Tu Fu Watches the Spring Festival Across Serpentine Lake
In 753 Tu Fu, along with a crowd of others, watched the imperial court—the emperor’s mistress, her sisters, the first minister—publicly celebrate the advent of spring.
Intricate to celebrate still-delicate
raw spring, peacocks in passement of gold
thread, unicorns embroidered palely in silver.
These are not women but a dream of women:—
bandeaux of kingfisher-feather
jewelry, pearl
netting that clings to the breathing body
veil what is, because touched earth
is soiled earth, invisible.
As if submission to dream were submission
not only to breeding but to
one’s own nature,
what is gorgeous is remote now, pure, true.
*
The Mistress of the
Cloud-Pepper Apartments
has brought life back to the
emperor, who is
old. Therefore charges of gross
extravagance, of
pandering incest between her
sister Kuo and her cousin
are, in the emperor’s
grateful eyes, unjust.
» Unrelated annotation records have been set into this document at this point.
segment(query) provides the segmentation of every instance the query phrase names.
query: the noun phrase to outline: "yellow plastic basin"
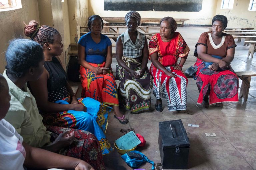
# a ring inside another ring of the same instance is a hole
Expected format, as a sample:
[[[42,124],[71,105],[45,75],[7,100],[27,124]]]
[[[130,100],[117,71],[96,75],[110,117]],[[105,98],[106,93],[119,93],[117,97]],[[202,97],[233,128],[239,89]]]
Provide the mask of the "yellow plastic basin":
[[[116,148],[116,149],[117,150],[117,151],[120,153],[120,154],[121,154],[121,155],[123,155],[126,152],[130,152],[130,151],[131,151],[132,150],[134,150],[135,149],[135,148],[136,148],[136,147],[137,147],[137,146],[136,146],[132,149],[129,149],[127,150],[125,150],[123,149],[119,149],[117,147],[117,146],[116,145],[116,142],[115,142],[115,143],[114,144],[114,145],[115,145],[115,147]]]

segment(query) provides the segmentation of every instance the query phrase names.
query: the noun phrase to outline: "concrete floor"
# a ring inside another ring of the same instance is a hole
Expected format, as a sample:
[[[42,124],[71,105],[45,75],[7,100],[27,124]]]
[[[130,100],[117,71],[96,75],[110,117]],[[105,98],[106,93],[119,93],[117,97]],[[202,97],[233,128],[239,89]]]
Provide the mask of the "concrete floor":
[[[151,29],[149,32],[159,30],[159,28]],[[177,28],[177,31],[181,33],[191,49],[183,71],[194,64],[196,59],[193,56],[195,45],[200,35],[208,31],[205,27]],[[241,42],[238,43],[235,40],[237,47],[231,66],[235,71],[255,71],[256,59],[247,57],[248,47],[243,45],[244,41],[242,39]],[[112,66],[114,72],[116,63],[115,58],[113,58]],[[151,64],[149,61],[149,68]],[[239,81],[241,87],[241,81]],[[114,147],[115,140],[124,134],[120,130],[133,128],[135,133],[142,135],[147,141],[145,147],[138,147],[136,150],[156,163],[161,162],[158,141],[159,122],[181,119],[187,132],[190,133],[188,135],[190,143],[189,169],[256,169],[256,77],[252,78],[251,85],[247,102],[240,98],[237,103],[224,103],[223,108],[211,106],[207,109],[197,104],[199,93],[195,81],[190,79],[187,87],[187,110],[169,112],[164,100],[164,110],[159,113],[154,109],[156,99],[152,93],[152,111],[136,114],[126,112],[126,116],[129,121],[127,125],[122,125],[114,119],[112,112],[109,115],[106,135]],[[80,88],[78,97],[81,90]],[[189,127],[188,123],[199,125],[199,127]],[[215,133],[217,136],[206,137],[206,133]],[[116,149],[110,154],[104,156],[107,169],[133,169],[121,156]],[[151,169],[151,166],[147,163],[140,168],[147,170]]]

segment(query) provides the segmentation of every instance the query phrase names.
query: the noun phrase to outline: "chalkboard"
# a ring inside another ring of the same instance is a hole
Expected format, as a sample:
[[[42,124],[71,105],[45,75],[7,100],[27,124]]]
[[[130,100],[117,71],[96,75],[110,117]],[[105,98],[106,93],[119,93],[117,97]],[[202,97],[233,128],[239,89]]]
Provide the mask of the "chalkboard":
[[[104,0],[104,10],[194,11],[202,10],[203,0]]]

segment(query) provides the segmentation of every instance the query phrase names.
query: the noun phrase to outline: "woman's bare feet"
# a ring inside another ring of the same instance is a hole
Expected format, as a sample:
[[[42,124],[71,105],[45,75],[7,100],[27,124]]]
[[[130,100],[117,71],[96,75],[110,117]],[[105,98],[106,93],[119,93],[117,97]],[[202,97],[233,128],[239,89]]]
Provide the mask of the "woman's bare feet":
[[[113,106],[113,108],[114,108],[114,117],[115,118],[117,119],[122,124],[126,124],[129,122],[129,121],[124,115],[120,112],[119,106]]]

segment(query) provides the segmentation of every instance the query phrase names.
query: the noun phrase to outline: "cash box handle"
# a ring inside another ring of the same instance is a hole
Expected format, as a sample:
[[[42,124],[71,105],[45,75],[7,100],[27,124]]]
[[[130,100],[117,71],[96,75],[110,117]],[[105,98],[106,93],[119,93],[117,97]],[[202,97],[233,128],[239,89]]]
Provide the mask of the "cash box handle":
[[[176,150],[175,152],[176,153],[180,153],[180,148],[179,147],[179,146],[177,145],[175,146]]]

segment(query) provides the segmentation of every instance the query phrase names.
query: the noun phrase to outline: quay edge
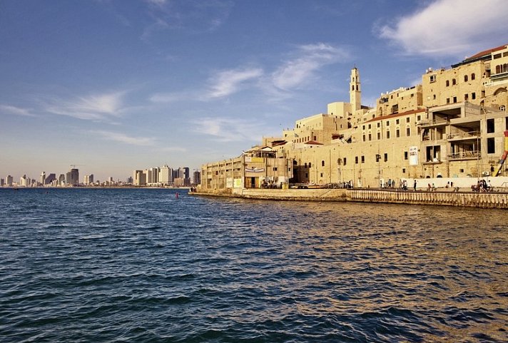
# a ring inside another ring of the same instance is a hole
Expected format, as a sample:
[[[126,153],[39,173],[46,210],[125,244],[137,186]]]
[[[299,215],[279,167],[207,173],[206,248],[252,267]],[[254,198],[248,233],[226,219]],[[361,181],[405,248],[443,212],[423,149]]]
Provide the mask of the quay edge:
[[[402,191],[372,188],[353,189],[246,189],[199,190],[189,194],[287,201],[350,201],[410,205],[433,205],[480,208],[508,209],[508,193]]]

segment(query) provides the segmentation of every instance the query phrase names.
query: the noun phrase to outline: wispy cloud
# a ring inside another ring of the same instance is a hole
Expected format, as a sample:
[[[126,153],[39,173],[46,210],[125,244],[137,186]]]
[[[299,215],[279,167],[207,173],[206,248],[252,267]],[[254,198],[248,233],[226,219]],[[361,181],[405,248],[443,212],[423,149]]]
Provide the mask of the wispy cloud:
[[[166,146],[160,149],[166,153],[185,153],[187,149],[181,146]]]
[[[210,98],[221,98],[238,92],[246,83],[263,75],[259,68],[230,69],[218,72],[210,78]]]
[[[201,118],[195,121],[194,130],[213,136],[219,142],[259,140],[265,127],[253,120],[229,118]]]
[[[36,115],[27,108],[12,106],[11,105],[0,105],[0,113],[14,114],[15,116],[22,116],[24,117],[35,117]]]
[[[156,140],[153,138],[148,137],[131,137],[124,133],[118,132],[106,131],[103,130],[95,130],[89,131],[90,133],[96,135],[113,142],[119,142],[132,145],[150,146],[154,145]]]
[[[94,121],[111,121],[125,110],[123,96],[126,92],[113,92],[69,100],[54,98],[46,106],[47,112]]]
[[[347,49],[323,43],[300,46],[293,55],[272,74],[273,84],[280,89],[298,88],[322,66],[350,59]]]
[[[375,29],[408,55],[457,56],[507,43],[507,17],[504,0],[437,0]]]
[[[145,29],[141,36],[143,40],[166,29],[184,30],[190,34],[213,31],[228,19],[233,6],[230,0],[145,1],[154,21]]]

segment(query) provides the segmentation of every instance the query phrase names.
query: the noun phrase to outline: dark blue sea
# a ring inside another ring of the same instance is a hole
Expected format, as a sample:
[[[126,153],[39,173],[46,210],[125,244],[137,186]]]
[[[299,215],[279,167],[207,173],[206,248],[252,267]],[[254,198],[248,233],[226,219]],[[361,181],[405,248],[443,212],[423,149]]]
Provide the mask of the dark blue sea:
[[[506,210],[0,189],[0,218],[1,342],[508,342]]]

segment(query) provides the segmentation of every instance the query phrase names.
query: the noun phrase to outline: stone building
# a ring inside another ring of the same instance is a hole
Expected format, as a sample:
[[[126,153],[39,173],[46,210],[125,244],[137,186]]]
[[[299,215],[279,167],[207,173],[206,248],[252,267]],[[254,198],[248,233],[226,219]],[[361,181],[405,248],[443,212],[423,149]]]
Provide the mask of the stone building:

Her wish
made her cousin first minister.
Three springs from this
spring, the arrogance of the
new first minister
will arouse such hatred and
fury even the frightened
emperor must accede to his
execution. As bitterly to
hers. She will be carried on a
palanquin of
plain wood to a Buddhist chapel
deep in a wood and strangled.
*
Now the Mistress of the
Cloud-Pepper Apartments,—
whose rooms at her insistence
are coated with
a pepper-flower paste into
which dried pepper-
flowers are pounded because the
rooms of the Empress
always are coated with paste
into which dried pepper-
flowers are pounded and she is
Empress
now in all but name,—is
encircled by her
sisters, Duchesses dignified by
imperial
favor with the names of states
that once had
power, Kuo, Ch’in, Han.
Now rhinoceros-horn
chopsticks, bored, long have
not descended.
The belled carving knife wastes
its labors. Arching
camel humps, still perfect,
rise like purple hills
from green-glazed cauldrons.
Wave after
wave of imperial eunuchs,
balancing fresh
delicacies from the imperial
kitchens, gallop up
without stirring dust.
*
With mournful sound that would
move demon
gods, flutes and drums now
declare to the air
he is arrived. Dawdlingly
he arrives, as if the cloud of
suppliants clinging to him cannot obscure the sun.
Power greater than that of all
men except one
knows nothing worth rushing toward
or rushing from. Finally the
new first minister
ascends the pavilion. He greets
the Duchess of
Kuo with that slight
brutality intimacy induces.
Here at last is power that your
soul can warm its hands against!
Beware: success has made him
incurious, not less
dangerous.
—Frank Bidart
After Tu Fu, “Ballad of Lovely Women.” In conception and many phrases, this version is indebted to David Hawkes’ A Little Primer of Tu Fu.